Your students are tremendously fortunate to have YOU as their teacher. Don’t let anyone–including yourself–tell you otherwise!

even if you’re kind of a weirdo
No one else cares about your students like you do.
This makes you uniquely able to exercise the patience that teaching often requires and to advocate for your students–with the administration, with other teachers, in the community, with their parents, . . . . I know you care about your students and your craft, or else you wouldn’t be reading this blog!
No one else knows your students’ interests, proficiencies, distractors, and relationships to each other like you do.
This makes you uniquely able to connect with students, tailor interactions and resources to their precise needs, be aware of potential triggers of discomfort or interpersonal problems, and help students recognize or create links between what they experience in your class and what they experience in other classes or in life in general.
No one else has your combination of personality, skills, experiences, and interests.
This makes you uniquely able to craft conversations, tasks, lessons, and units that will actually work for YOU and, thus, for your students. If you’ve never done so before, consider making list of your skills, experiences, and interests, and spending some time thinking about how you can capitalize on these to maximize your and your students’ joy and success!

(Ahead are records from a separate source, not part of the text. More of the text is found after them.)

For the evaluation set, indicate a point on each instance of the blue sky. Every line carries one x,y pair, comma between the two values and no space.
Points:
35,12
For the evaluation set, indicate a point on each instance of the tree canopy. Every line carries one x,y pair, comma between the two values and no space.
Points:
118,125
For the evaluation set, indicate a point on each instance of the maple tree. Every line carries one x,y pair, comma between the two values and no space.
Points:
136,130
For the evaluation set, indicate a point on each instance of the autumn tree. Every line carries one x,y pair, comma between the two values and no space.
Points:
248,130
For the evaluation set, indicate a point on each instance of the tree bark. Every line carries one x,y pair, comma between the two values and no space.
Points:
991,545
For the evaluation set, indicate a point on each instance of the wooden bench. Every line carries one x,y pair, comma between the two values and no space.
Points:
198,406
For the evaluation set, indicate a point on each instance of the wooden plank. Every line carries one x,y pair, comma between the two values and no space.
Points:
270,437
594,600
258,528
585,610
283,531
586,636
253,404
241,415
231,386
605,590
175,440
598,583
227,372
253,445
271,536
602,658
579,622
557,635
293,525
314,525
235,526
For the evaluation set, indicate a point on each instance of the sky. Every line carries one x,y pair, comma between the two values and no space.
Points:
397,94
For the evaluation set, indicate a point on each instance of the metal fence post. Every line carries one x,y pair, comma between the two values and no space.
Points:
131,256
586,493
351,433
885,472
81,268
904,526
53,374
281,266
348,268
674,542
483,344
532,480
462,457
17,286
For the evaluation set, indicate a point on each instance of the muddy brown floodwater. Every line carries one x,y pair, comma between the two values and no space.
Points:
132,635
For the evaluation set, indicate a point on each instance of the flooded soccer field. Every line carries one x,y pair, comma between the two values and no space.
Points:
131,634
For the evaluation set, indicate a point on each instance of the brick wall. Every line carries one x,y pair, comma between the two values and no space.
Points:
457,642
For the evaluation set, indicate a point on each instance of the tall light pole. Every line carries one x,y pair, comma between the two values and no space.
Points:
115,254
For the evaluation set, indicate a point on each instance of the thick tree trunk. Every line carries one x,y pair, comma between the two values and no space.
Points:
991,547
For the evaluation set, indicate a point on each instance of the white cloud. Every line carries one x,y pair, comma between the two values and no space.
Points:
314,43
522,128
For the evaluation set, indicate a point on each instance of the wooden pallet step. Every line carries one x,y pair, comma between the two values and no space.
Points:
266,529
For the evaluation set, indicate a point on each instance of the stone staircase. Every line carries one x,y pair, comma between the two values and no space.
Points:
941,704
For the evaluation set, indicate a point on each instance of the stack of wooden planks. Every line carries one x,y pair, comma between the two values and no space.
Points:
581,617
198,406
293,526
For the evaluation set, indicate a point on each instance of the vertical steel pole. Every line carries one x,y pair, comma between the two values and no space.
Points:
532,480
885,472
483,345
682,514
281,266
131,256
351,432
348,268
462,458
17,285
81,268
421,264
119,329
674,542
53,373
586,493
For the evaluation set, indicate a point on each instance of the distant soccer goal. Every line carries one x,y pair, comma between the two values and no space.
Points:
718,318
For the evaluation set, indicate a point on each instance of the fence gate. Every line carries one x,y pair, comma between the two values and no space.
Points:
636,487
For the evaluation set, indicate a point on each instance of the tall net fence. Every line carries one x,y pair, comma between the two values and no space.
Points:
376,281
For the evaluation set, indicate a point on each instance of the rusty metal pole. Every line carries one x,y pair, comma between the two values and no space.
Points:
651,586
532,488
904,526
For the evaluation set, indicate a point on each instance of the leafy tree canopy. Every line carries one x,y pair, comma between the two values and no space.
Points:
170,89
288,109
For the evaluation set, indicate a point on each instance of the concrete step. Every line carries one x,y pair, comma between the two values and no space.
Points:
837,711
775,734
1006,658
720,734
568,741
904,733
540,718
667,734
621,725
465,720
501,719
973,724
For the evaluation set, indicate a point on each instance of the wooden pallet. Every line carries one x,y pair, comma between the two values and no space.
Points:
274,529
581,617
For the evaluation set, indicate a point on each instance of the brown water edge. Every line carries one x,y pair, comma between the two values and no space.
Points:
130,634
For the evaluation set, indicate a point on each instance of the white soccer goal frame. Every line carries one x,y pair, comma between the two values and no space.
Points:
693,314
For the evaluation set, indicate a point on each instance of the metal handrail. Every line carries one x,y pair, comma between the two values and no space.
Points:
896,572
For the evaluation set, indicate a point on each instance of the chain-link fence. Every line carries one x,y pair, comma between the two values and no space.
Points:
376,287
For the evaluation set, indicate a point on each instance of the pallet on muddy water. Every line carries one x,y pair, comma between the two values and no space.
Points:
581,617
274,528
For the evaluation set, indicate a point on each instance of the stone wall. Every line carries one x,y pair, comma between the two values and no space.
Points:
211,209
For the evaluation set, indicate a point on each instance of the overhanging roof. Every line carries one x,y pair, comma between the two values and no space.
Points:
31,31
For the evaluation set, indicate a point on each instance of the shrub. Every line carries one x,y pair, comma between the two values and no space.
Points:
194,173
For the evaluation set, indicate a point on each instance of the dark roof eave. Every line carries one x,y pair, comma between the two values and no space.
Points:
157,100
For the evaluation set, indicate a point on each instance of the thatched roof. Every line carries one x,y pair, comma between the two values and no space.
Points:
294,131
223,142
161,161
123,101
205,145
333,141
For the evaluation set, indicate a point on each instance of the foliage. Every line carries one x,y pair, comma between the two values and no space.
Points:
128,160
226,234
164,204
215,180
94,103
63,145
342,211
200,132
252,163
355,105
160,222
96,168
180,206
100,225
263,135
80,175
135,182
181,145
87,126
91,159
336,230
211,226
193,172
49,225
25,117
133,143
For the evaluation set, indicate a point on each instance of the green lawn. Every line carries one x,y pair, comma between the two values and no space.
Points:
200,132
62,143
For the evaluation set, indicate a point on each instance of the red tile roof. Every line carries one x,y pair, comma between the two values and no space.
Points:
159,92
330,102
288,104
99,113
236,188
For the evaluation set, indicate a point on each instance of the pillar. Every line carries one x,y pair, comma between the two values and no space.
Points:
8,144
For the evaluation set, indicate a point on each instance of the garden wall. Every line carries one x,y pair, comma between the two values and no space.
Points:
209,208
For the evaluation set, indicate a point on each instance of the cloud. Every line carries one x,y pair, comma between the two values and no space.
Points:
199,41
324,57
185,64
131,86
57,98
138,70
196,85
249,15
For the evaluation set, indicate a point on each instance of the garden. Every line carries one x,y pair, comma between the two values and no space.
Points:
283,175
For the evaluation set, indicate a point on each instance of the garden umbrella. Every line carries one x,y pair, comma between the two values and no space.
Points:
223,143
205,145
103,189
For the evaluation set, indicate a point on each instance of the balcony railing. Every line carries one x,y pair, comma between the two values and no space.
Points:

YOU are the best thing for your students!
(see also: You Can’t Out-Candice Candice)
This installment in the series of reflections on iFLT 2018 and Express Fluency 2018 is inspired by the countless marvelous persons I met there, all of them caring, curious, devoted, tenacious, gold-hearted, eager to grow, eager to share, ready to thrive. To see other posts in the series, start here. The series-within-a-series on Your Teaching Body returns next week!
[Added September 22, 2019] Video 5 in the Tuned-In Teacher Mantra series is based on this post:
Thanks Justin! Needed this.
I’m glad the post found its way to you, Afton!
Such a nice message. Thanks!
Sure thing =)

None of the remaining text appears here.